Canon kabushiki kaisha (20240120861). ACTUATOR DRIVING DEVICE AND METHOD OF CONTROLLING ACTUATOR DRIVING DEVICE simplified abstract
Contents
- 1 ACTUATOR DRIVING DEVICE AND METHOD OF CONTROLLING ACTUATOR DRIVING DEVICE
- 1.1 Organization Name
- 1.2 Inventor(s)
- 1.3 ACTUATOR DRIVING DEVICE AND METHOD OF CONTROLLING ACTUATOR DRIVING DEVICE - A simplified explanation of the abstract
- 1.4 Simplified Explanation
- 1.5 Potential Applications
- 1.6 Problems Solved
- 1.7 Benefits
- 1.8 Potential Commercial Applications
- 1.9 Possible Prior Art
- 1.10 Unanswered Questions
- 1.11 Original Abstract Submitted
ACTUATOR DRIVING DEVICE AND METHOD OF CONTROLLING ACTUATOR DRIVING DEVICE
Organization Name
Inventor(s)
TAKAYUKI Taguchi of Kanagawa (JP)
ACTUATOR DRIVING DEVICE AND METHOD OF CONTROLLING ACTUATOR DRIVING DEVICE - A simplified explanation of the abstract
This abstract first appeared for US patent application 20240120861 titled 'ACTUATOR DRIVING DEVICE AND METHOD OF CONTROLLING ACTUATOR DRIVING DEVICE
Simplified Explanation
The actuator driving device described in the abstract is a system that controls the generation of driving force in an actuator by modulating the voltages applied to a driving coil. The control unit of the device sets different voltages to create pulses with varying pulse widths, ultimately adjusting the on time of the pulses to control the actuator's movement.
- Driving coil generates driving force with first and second voltages.
- Control unit sets one voltage to a first pulse and the other to a second pulse.
- First control modulates pulse widths to align on time of second pulse within on time of first pulse.
- Second control modulates pulse widths to align on time of first pulse within on time of second pulse.
Potential Applications
This technology can be applied in various fields such as robotics, automation, automotive systems, and industrial machinery where precise control of actuators is required.
Problems Solved
1. Precise control of actuator movement. 2. Efficient utilization of driving force. 3. Reduction of energy consumption.
Benefits
1. Improved accuracy in actuator positioning. 2. Enhanced efficiency in actuator operation. 3. Energy-saving capabilities.

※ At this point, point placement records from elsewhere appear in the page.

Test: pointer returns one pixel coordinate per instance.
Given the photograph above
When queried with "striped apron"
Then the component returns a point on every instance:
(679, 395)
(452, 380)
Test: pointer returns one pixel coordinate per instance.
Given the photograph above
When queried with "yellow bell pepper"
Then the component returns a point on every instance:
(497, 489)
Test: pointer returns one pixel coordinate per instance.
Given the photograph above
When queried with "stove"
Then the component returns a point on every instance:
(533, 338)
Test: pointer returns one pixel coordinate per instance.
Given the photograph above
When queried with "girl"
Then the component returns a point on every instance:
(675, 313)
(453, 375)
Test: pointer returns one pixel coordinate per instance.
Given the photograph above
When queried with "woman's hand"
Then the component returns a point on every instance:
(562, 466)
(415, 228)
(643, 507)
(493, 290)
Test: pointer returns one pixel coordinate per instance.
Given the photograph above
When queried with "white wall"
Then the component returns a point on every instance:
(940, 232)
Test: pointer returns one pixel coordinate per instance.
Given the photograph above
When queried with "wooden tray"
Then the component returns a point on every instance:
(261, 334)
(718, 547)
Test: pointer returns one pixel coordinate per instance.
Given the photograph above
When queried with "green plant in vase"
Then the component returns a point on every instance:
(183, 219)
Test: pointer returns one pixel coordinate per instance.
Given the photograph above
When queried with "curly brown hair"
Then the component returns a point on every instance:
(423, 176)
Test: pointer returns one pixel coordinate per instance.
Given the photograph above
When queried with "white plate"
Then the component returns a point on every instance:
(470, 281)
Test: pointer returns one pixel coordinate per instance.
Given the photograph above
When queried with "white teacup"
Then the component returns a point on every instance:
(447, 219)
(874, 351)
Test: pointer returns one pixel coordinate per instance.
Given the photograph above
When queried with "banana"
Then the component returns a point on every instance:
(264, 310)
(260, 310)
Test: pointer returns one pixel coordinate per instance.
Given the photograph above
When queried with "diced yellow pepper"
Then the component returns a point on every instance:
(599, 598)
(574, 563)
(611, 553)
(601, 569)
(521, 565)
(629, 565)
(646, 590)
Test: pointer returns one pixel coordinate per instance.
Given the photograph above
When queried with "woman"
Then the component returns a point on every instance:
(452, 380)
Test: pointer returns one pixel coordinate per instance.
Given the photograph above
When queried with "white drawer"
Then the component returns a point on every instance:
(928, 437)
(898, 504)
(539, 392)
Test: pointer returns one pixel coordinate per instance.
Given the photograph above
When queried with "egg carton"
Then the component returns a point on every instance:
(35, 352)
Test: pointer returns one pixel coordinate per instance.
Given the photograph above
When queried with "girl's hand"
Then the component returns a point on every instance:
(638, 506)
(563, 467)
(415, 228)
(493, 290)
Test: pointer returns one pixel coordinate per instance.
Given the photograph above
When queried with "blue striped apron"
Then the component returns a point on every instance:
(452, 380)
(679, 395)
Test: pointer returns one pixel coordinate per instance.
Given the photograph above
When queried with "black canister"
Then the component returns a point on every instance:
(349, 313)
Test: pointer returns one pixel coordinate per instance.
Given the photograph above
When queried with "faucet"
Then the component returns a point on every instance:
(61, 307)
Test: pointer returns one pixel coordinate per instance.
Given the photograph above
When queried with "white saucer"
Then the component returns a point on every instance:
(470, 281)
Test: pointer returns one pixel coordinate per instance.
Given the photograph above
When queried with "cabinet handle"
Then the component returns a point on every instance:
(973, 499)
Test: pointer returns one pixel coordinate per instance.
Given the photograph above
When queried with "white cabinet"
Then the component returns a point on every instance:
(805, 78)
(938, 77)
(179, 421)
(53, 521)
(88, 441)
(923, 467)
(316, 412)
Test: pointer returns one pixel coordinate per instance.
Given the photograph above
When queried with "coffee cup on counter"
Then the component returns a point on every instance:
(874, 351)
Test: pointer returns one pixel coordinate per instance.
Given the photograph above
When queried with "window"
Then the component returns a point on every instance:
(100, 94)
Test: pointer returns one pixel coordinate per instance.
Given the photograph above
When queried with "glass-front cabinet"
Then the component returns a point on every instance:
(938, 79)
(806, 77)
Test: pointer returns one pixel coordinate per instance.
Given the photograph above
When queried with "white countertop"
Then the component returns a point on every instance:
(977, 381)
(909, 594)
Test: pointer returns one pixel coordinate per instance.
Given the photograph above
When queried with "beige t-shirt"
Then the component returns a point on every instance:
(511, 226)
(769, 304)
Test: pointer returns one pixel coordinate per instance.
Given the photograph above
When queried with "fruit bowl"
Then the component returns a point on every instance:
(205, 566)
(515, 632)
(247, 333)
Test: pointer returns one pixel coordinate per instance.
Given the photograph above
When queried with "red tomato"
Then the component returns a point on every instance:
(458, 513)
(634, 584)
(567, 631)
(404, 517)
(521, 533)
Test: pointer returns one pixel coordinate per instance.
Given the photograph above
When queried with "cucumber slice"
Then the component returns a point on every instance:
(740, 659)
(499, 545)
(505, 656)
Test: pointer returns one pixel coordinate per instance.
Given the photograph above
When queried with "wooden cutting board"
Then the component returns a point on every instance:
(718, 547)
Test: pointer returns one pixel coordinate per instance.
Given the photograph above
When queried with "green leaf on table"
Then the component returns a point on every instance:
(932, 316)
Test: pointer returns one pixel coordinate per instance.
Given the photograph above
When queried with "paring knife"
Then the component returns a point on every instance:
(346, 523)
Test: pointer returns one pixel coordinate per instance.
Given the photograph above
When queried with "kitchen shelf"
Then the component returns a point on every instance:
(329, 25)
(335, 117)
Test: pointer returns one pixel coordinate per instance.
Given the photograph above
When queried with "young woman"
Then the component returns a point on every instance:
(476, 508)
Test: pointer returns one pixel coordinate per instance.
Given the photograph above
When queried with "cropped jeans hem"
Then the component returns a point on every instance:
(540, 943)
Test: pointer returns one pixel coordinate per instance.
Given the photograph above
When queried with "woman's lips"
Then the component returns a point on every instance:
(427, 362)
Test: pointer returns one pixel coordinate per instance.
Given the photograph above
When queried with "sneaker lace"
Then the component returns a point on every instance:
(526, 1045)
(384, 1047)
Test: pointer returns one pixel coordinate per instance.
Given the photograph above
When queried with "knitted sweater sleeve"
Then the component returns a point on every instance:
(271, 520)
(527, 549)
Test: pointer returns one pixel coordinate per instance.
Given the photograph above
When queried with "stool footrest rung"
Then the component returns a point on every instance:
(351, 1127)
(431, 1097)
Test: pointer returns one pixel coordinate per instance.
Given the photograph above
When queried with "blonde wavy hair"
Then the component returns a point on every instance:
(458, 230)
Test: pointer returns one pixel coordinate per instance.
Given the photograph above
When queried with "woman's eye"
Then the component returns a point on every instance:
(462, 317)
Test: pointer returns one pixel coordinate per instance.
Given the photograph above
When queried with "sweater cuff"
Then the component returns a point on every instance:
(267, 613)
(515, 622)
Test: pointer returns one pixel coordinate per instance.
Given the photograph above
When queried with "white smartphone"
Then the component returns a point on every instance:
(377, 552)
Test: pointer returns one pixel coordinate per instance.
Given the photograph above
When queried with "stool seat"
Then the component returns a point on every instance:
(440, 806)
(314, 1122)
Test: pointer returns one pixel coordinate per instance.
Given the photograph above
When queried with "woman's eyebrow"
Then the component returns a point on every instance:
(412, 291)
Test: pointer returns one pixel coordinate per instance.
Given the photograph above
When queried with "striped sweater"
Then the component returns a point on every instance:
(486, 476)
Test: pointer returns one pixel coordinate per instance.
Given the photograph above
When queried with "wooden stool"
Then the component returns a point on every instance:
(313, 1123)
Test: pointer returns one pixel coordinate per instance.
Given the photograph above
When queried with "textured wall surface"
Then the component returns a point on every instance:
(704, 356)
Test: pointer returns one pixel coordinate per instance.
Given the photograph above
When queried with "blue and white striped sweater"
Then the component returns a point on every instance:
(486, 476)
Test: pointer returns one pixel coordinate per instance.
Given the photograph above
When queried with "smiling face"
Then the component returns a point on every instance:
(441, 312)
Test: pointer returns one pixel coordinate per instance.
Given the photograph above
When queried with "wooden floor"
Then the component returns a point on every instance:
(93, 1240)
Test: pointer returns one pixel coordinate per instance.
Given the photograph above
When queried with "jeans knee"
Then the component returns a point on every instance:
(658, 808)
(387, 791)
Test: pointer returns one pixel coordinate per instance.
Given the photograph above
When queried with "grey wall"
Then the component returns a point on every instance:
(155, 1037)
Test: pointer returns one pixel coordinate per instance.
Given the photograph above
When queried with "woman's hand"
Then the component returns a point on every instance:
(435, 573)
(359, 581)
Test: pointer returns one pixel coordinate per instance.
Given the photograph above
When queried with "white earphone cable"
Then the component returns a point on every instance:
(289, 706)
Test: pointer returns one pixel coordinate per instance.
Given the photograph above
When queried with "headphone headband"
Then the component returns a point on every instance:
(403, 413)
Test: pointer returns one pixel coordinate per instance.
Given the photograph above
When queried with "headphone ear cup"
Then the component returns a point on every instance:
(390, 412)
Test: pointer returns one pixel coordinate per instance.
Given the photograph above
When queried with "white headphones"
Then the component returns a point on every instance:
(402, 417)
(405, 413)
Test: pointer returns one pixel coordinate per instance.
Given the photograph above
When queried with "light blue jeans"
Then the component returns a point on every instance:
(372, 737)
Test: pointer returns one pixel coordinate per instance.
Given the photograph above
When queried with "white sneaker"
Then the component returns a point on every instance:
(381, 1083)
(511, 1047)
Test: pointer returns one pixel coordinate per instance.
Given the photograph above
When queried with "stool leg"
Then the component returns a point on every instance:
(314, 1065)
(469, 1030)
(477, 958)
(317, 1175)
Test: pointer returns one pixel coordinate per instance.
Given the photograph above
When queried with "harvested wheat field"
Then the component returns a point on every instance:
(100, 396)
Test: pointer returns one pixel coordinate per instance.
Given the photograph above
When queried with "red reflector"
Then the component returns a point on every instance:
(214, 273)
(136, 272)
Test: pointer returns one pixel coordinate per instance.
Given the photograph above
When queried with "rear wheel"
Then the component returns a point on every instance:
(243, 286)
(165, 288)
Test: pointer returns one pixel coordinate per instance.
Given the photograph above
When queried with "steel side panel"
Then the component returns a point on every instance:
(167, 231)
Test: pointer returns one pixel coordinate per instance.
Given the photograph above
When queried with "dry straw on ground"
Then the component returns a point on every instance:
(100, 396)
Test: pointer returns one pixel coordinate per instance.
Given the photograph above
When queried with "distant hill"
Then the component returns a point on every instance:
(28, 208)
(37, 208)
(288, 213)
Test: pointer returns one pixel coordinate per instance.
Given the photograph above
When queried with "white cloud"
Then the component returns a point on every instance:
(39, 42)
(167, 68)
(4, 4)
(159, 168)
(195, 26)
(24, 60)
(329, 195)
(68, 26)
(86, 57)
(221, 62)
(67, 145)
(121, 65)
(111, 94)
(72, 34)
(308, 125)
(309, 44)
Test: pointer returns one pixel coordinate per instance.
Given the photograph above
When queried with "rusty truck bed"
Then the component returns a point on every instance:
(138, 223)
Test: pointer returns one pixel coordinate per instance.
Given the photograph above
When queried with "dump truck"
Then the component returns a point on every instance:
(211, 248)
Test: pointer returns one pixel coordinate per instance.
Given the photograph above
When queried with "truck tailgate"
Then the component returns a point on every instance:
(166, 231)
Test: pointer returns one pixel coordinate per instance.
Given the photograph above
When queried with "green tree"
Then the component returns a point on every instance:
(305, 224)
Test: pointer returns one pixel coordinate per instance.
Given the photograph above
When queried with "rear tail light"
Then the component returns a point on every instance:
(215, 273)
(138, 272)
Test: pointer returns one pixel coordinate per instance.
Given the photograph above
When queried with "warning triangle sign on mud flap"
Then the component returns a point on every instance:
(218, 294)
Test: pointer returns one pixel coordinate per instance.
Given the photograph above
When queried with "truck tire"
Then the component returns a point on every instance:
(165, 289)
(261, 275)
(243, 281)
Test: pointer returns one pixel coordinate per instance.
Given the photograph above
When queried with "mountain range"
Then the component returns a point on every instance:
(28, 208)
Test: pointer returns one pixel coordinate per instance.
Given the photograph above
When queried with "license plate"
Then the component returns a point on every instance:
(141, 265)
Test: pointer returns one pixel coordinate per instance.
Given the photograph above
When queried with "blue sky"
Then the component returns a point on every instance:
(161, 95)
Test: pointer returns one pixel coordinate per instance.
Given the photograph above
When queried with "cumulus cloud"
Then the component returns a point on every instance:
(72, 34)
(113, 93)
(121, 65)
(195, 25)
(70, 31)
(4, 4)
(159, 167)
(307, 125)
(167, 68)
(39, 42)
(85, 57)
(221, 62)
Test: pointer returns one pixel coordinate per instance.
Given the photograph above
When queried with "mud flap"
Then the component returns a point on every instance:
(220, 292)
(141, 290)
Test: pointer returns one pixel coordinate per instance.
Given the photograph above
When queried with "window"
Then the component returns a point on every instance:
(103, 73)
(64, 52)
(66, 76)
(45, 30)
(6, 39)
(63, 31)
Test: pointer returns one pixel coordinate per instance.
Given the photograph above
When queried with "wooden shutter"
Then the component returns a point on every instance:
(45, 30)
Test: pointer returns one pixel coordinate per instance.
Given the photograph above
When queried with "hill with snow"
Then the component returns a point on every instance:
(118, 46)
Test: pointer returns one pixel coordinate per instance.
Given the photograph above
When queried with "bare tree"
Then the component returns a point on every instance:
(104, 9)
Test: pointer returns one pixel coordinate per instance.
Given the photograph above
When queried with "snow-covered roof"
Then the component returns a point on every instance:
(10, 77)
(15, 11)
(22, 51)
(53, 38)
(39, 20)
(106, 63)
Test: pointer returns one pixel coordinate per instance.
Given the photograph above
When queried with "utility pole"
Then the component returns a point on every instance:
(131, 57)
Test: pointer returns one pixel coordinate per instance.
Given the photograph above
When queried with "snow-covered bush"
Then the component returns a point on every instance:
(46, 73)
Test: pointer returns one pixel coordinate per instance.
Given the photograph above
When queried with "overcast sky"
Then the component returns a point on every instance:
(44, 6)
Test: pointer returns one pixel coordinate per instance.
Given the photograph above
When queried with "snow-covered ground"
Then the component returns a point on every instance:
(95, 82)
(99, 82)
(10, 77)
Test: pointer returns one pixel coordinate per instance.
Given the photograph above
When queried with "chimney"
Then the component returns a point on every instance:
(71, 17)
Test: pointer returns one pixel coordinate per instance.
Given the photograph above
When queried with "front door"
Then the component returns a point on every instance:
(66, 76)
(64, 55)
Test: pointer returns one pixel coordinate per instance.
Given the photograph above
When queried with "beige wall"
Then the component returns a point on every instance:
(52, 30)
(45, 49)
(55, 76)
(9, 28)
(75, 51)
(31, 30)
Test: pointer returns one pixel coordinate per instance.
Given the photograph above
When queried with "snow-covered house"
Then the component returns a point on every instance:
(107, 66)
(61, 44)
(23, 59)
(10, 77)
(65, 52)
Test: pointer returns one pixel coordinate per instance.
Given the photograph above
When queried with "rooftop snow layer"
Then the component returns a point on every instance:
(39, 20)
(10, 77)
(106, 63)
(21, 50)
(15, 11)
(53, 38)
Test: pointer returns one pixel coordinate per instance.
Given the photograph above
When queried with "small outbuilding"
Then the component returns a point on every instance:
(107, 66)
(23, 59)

Potential Commercial Applications
Optimizing actuator performance in robotics, enhancing automation systems, improving vehicle control in automotive applications, and increasing productivity in industrial machinery.
Possible Prior Art
Prior art may include patents related to actuator control systems, voltage modulation in driving devices, and pulse width modulation techniques in actuator technology.
Unanswered Questions
How does this technology compare to existing actuator control systems?
This article does not provide a direct comparison with existing actuator control systems in terms of performance, efficiency, or cost-effectiveness.
What are the specific industries that could benefit most from this technology?
The article does not specify the industries that could benefit the most from this technology, leaving room for further exploration and analysis.
Original Abstract Submitted
an actuator driving device includes a driving coil that generates a driving force with first and second voltages; and a control unit, which sets one of the first and second voltages to a first pulse, sets the other one to a second pulse, and performs at least one of: a first control for modulating one pulse width of the first and second pulses with a change amount larger than that of the other pulse width so that a pulse width of on time of the second pulse is within a pulse width of on time of the first pulse; and a second control for modulating one pulse width of the first and second pulses with a change amount larger than that of the other pulse width so that the pulse width of the first pulse in on time is within the pulse width of the second pulse in on time.